Over the years, Unity College students have left their mark on businesses across the nation through careers and internships, helping build unspoken partnerships and blazing career paths for students to come. One small zoo in Little Rock, Arkansas has found itself an unexpected hub for Unity students at all stages in life: alumni and current students alike.
Little Rock Zoo, one of Arkansas’ most attended attractions and the state’s largest and only accredited zoo, serves as both a recreational experience and a hands-on classroom for staffers and visitors alike. Home to more than 725 animals representing over 200 species, from African penguins to the zoo’s heritage farm, the zoo is small but engaging and offers great potential for hands-on experience in the Captive Wildlife field.
“I like being able to work with and get excited about the animals, and to share that excitement with our visitors,” Little Rock Zookeeper Tiffany DeMell (‘15) said. “It’s especially rewarding if someone is afraid or shy of an animal, and they leave with a bit more confidence and understanding. There’s also a unique dynamic here, where I get to help out in different departments.”
Tiffany primarily works in the Farm and Water Fowl departments at the zoo, handling animals that vary as wildly as flamingos and surry dogs to horses and sheep. She says the opportunity to work between species has been wonderful, giving her great experience in different aspects of her field. Tiffany says she still calls Barn Manager Meg Anderson fairly regularly to talk about different animal diets, and advises all current and former students to take full advantage of the connections and resources left behind in Unity, Maine.
Tiffany’s fiancé, Chaz James (‘16), also works with a variety of different animals at the zoo, from anteaters to tropical birds, red river hogs, camels and alpacas. His favorite aspect of the job is animal training, and he said having a training background from Unity College has been very helpful.
“Unity properly prepared me for a zoo career. I knew what I was getting myself into and what I wanted,” Chaz said. “I’ve seen a lot of interns at other zoos that don’t really know what to expect. The captive program at Unity teaches you exactly what you’re going to do.”

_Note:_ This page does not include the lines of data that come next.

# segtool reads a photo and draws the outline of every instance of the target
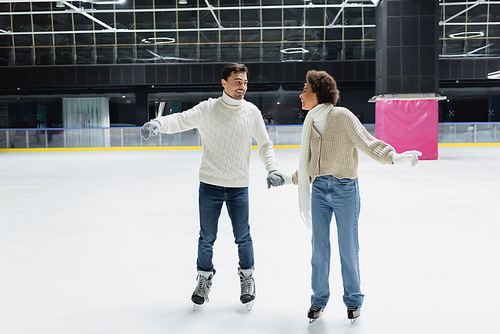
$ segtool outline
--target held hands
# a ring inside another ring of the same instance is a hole
[[[148,140],[151,135],[158,135],[158,132],[160,132],[160,122],[156,120],[147,122],[141,128],[141,136],[144,140]]]
[[[406,151],[401,154],[394,153],[394,155],[392,156],[392,162],[395,165],[409,162],[412,166],[415,166],[418,163],[418,157],[421,155],[422,153],[420,153],[419,151]]]
[[[269,172],[269,175],[267,176],[267,188],[271,188],[271,186],[273,187],[279,187],[279,186],[282,186],[282,185],[288,185],[288,184],[297,184],[298,183],[298,171],[296,171],[294,174],[290,175],[290,174],[286,174],[286,173],[282,173],[280,171],[277,171],[277,170],[273,170],[271,172]],[[277,182],[274,182],[273,180],[275,178],[278,178],[277,179]]]
[[[281,176],[278,171],[272,170],[267,174],[267,189],[272,187],[279,187],[285,184],[285,178]]]

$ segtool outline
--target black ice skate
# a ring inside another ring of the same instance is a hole
[[[212,271],[198,271],[198,284],[191,295],[191,300],[193,301],[193,311],[197,307],[202,306],[204,303],[208,303],[208,294],[212,288],[212,278],[215,275],[215,269]]]
[[[309,324],[312,324],[323,314],[323,309],[317,305],[312,305],[307,312],[307,317],[309,318]]]
[[[241,294],[240,301],[250,311],[255,300],[255,281],[252,273],[253,269],[238,268],[238,275],[240,276]]]
[[[356,322],[356,320],[361,315],[361,308],[357,306],[349,306],[347,308],[347,319],[351,320],[351,325]]]

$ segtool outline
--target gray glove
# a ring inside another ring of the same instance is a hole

Both Chaz and Tiffany agree that the Little Rock Zoo internship program offers great opportunity for hands-on experience. As opposed to performing tasks that are purely observational or away from the animals, interns at Little Rock spend their days directly helping zookeepers, from feeding, to training, to shadowing vets and even watching surgeries. Carnivore Keeper and Internship Coordinator Kate Barszczowski said that interns work in specific areas such as carnivore, great ape, and reptile.
“Part of our internship is to gain experience and to find out whether this is the right field for you. If we never let you interact with the animals how would you ever get that experience?” she said. “We’re a small zoo and we’re all hands on deck. What I see this program doing is helping shape the next generation of keepers, and that means doing the job.”
Every year Little Rock gets more and more Unity College applicants for their limited internships positions. Past interns and Unity College alumni who work at Little Rock as full-time employees report back to the community on the opportunities there. Barszczowski said they often know exactly how many Unity students are in an applicant pool because staffers let them know and check in on their status. She said it’s obvious how invested in they are in their Unity community.
“One thing we’ve also noticed in our Unity College applicants, both those who work here full time and those who intern, is their enthusiasm. They’re passionate, ready and willing to do the job,” Barszczowski said. “They’re always well versed in their animal knowledge, and we take that good foundation and put it into practice. We’re a small zoo, and not necessarily well known, but I think we do a good job of educating our interns and setting them up for the future. I’m proud of what many of them have gone on to accomplish.”
Little Rock Zoo isn’t the only internship site that’s building up its own Unity contingent. Maine Department of Inland Fisheries and Wildlife is both a popular internship site and full-time employer for the college’s graduates. White Mountain National Forest in Lincoln, N.H. has worked with the college for years, and Mingho Springs Golf Course, in partnership with the Audubon Society, guarantees at least one internship slot a year to Unity students who want to help create more conservation focused areas within the Rangeley, Maine golf course. Internships bring Unity College students across the country every year, trailblazing paths in environmental career fields and growing the college’s reputation for graduating capable, passionate employees.